Budget provides impetus for expansion

The Budget 2018 proposal allowing Sri Lanka’s two State banks, the Bank of Ceylon and the People’s Bank to raise debt and equity capital is aimed at facilitating the growth of the two banks and making them more competitive, a top legislator said on Friday.

“If the banks decide not to do so, the reverse is inevitable. Their share of the banking industry will keep dropping,” State Minister of Finance, Eran Wickremeratne told The Sunday Observer.

The State Minister explained that although in the 1960s and the 1970s, the two banks had control of nearly 80% of the banking assets in the country this proportion has, however, currently dwindled to about 40%.
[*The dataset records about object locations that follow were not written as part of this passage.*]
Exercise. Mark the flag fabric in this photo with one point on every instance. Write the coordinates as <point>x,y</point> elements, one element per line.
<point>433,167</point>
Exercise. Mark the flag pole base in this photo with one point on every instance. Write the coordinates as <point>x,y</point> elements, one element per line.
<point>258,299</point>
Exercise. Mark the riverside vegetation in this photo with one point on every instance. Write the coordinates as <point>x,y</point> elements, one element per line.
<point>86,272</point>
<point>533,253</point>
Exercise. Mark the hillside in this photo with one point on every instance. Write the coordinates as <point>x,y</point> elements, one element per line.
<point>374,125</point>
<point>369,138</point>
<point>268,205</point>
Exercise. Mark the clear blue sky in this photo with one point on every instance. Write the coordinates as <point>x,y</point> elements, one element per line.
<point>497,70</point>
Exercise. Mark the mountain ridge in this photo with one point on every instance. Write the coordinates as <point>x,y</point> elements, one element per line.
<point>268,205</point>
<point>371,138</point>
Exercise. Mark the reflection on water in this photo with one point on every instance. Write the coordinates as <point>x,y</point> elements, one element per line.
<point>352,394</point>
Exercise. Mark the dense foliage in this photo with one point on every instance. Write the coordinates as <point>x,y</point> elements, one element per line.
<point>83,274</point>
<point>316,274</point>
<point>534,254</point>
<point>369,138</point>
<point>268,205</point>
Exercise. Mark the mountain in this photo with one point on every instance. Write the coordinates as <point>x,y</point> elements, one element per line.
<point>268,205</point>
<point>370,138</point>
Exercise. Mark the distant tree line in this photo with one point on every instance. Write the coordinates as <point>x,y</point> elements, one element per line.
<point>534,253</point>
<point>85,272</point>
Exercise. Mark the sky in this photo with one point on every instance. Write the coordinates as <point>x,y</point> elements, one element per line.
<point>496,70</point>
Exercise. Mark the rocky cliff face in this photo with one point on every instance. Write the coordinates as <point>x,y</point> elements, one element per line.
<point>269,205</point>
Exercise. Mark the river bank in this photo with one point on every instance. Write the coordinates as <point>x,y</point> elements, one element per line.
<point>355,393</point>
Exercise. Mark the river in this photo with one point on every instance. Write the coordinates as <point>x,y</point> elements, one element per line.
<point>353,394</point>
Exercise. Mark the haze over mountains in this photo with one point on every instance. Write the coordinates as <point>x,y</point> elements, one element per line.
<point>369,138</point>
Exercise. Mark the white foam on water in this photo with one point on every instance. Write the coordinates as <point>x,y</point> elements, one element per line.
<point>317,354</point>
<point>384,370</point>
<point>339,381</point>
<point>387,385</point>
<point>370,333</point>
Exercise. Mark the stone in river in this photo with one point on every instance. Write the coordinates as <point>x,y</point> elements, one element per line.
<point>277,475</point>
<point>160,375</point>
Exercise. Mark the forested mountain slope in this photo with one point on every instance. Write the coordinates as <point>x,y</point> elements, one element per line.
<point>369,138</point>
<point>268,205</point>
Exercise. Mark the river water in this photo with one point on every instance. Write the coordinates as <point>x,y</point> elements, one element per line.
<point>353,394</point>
Therefore, he explained that it is in this context the government has paved the way for the management of the two State banks to decide whether to expand.

Presenting the Budget 2018 proposals, Finance Minister Mangala Samaraweera disclosed that out of the six banks designated by the Central Bank of Sri Lanka to be Domestic Systemically Important Banks (D-SIBs), three State banks, the Bank of Ceylon (BoC), the People’s Bank (PB) and the National Savings Bank (NSB), are facing capital pressures.

The Budget 2018 proposed to provide an equity capital infusion of Rs. 5 billion to Bank of Ceylon in 2017 and a further Rs. 5 billion in 2018.

“The implementation of BASEL III International Banking Regulations which comes into effect in January will mean that banks will have to capitalize to the minimum required levels. If banks want to expand further, then they have to raise their own capital and the first thing they will do is to shed their non-banking assets and capitalize themselves for the banking business. Thereafter, they can access the capital markets like raising it from the stock market,” Wickremeratne elaborated.

The State Minister emphasized that if the banks decide to take the second option, the government, as the dominant owner, has clearly announced that it will retain control.

“If they are offering their shares, they must make sure the employees of the bank benefit and the depositors who may wish to participate,” Wickremeratne said.